The red dots represent the actual probability mass function of the distance we would expect if each of the positions of the ordered set followed a uniform distribution over the letters and the bars of the histogram represent the empirical probability mass function of the distance associated with the ordered set.

enter image description here

Hopefully the image above is convincing that the geometric distribution is appropriate.

Again, if each position of the ordered set follows a uniform distribution over the letters, we would expect the distance between occurrences of the same letter to follow a geometric distribution with parameter $p=1/26$. So how similar are the expected distribution of the distances and the empirical distribution of the differences?
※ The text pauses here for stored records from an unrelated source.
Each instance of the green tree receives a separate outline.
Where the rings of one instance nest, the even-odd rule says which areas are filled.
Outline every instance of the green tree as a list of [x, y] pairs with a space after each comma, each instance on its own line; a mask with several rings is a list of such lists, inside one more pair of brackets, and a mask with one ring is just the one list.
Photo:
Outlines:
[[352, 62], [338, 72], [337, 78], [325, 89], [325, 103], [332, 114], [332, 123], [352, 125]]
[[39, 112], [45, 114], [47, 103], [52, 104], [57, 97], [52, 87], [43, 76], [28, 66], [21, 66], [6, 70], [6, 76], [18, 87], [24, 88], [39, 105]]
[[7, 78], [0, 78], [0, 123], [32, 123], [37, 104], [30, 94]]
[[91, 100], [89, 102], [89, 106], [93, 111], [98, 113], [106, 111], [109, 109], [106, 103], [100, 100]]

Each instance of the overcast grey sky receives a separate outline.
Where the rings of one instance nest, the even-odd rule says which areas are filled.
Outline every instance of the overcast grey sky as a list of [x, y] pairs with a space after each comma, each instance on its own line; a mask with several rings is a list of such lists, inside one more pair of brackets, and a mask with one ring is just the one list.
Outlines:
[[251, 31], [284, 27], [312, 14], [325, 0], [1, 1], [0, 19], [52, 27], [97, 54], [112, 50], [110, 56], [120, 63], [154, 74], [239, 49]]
The Bhattacharyya Distance between two discrete distributions is $0$ when the distributions are exactly the same and tends to $\infty$ as the distributions become increasingly different.

How does d.flat from above compare to the expected geometric distribution in terms of Bhattacharyya Distance?

b.dist <- 0
for(i in x) {
    b.dist <- b.dist + sqrt((sum(d.flat == i) / length(d.flat)) * dgeom(x = i - 1,
              prob = 1/26))
}
b.dist <- -1 * log(x = b.dist)

The Bhattacharyya Distance between the expected geometric distribution and the emprirical distribution of the distances is about $0.026$, which is fairly close to $0$.

EDIT:

Rather than simply stating that the Bhattacharyya Distance observed above ($0.026$) is fairly close to $0$, I think this is a good example of when simulation comes in handy. The question now is the following: How does the Bhattacharyya Distance observed above compare to typical Bhattacharyya Distances observed if each position of the ordered set is uniform over the letters? Let's generate $10,000$ such ordered sets and compute each of their Bhattacharyya Distances from the expected geometric distribution.

gen.bhat <- function(set, size) {
    new.seq <- sample(x = set, size = size, replace = TRUE)
    d <- vector(mode = 'list', length = length(unique(set)))
    for(i in 1:length(unique(set))) {
        d[[i]] <- diff(which(new.seq == set[i]))
    }
    d.flat <- unlist(x = d)
    x <- range(d.flat)
    x <- x[1]:x[2]
    b.dist <- 0
    for(i in x) {
        b.dist <- b.dist + sqrt((sum(d.flat == i) / length(d.flat)) * dgeom(x = i -1,
                  prob = 1/length(unique(set))))
    }
    b.dist <- -1 * log(x = b.dist)
    return(b.dist)
}
dist.bhat <- replicate(n = 10000, expr = gen.bhat(set = letters, size = 1000))

Now we may compute the probability of observing the Bhattacharyya Distance observed above, or one more extreme, if the ordered set was generated in such a way that each of its positions follows a uniform distribution over the letters.

p <- ifelse(b.dist <= mean(dist.bhat), sum(dist.bhat <= b.dist) / length(dist.bhat),
            sum(dist.bhat > b.dist) / length(dist.bhat))

In this case, the probability turns out to be about $0.38$.

For completeness, the following image is a histogram of the simulated Bhattacharyya Distances. I think it's important to realize that you will never observe a Bhattacharyya Distance of $0$ because the ordered set has finite length. Above, the maximum distance between any two occurrences of a letter is at most $999$.